Tony smiles, the fucker.
He has a bull neck and big arms
but I can take him–
I can take anybody–
You don’t fuck with Ramrod!”
“Take it easy,” Tony says, “I believe you!”
I sit back down.
“The judge thought I was full of shit too.”
“Them judges, man…they be full of it themselves,
some of them. Judge give me five to ten for nothing!”
“You were framed?”
“Damn right!”
“I believe you.”
(Hell, why not? We got to live together here
in this
steel box).

Wayne F. Burke’s poetry has appeared in a variety of publications (including “In Between Hangovers”). His three published poetry collections, all from Bareback Press, are WORDS THAT BURN, DICKHEAD, and KNUCKLE SANDWICHES. His chapbook PADDY WAGON is published by Epic Rites Press.

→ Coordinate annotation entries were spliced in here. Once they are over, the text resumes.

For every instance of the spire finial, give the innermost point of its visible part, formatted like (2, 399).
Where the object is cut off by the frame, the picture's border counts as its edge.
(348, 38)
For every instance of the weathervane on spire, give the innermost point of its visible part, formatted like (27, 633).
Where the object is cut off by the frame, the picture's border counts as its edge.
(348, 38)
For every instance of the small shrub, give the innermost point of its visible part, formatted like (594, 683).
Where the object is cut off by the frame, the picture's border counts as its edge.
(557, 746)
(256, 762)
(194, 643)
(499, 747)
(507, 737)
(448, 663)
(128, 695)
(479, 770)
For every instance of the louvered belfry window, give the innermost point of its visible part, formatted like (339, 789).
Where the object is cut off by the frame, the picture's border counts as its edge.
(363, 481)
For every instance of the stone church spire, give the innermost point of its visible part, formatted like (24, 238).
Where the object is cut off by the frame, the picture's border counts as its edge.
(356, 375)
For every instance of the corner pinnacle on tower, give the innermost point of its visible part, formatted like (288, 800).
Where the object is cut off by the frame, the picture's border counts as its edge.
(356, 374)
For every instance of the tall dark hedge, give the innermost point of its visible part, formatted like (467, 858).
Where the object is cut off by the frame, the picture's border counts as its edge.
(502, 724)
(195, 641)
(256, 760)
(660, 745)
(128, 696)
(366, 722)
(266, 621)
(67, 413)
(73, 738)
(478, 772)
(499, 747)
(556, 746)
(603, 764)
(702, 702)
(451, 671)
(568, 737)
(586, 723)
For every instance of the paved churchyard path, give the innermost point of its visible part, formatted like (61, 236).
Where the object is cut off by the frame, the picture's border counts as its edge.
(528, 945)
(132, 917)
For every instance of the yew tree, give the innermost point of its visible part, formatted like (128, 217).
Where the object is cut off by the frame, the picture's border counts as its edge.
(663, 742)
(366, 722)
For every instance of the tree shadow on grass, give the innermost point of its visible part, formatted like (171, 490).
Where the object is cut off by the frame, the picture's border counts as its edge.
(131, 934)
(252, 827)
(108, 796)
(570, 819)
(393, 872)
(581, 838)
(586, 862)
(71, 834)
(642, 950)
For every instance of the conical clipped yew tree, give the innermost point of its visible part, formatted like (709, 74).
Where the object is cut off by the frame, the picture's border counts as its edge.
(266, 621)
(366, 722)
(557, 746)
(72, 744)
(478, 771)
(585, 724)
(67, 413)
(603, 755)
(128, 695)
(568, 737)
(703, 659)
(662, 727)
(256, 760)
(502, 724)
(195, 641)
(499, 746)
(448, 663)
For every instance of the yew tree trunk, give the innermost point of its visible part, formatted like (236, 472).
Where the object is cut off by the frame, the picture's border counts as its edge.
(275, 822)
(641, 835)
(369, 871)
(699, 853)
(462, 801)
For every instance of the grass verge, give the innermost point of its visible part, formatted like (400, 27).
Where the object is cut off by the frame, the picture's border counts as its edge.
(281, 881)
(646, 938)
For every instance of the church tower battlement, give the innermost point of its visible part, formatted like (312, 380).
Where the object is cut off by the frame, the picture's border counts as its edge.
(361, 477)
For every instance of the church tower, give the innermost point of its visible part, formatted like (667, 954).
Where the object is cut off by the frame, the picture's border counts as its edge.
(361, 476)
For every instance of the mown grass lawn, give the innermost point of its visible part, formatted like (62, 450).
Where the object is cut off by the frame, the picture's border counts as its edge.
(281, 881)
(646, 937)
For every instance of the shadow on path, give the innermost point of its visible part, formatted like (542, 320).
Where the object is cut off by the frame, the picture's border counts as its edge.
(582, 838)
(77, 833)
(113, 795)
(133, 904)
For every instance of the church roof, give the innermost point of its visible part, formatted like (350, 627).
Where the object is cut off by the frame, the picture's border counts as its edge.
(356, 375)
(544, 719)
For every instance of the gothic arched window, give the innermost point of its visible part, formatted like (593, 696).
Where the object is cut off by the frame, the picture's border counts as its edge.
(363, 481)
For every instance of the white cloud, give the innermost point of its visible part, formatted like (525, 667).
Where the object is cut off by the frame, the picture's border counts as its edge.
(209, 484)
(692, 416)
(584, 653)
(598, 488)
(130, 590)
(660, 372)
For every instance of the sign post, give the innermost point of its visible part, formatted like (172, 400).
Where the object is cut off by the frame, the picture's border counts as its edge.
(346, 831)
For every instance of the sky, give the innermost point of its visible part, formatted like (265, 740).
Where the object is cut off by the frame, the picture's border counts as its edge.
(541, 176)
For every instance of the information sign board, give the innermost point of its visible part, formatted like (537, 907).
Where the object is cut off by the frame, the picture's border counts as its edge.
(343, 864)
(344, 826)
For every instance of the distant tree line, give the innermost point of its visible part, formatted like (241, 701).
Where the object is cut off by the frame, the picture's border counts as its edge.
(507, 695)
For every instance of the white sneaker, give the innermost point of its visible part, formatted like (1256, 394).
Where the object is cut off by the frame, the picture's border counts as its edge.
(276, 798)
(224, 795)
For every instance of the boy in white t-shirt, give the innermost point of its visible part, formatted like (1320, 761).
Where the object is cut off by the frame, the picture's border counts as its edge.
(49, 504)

He lives in Vermont.

New Faces by Marc Carver

I had an idea
for making love to the same woman
less boring
I would put a screen over their face
and you could pick anybody you wanted
I wouldn’t pick a supermodel though
I would go for the lowest dirtiest slut
I could think off
loads of makeup
the lower the better
I have never found a woman
low enough yet
but there is still time

Marc Carver
I have had ten collections of poetry published and over two thousand poems posted on the web but the main thing that gives me pleasure is that i am able to write in a way in which i want to and now and again i get an email from someone i don’t know saying they like my work.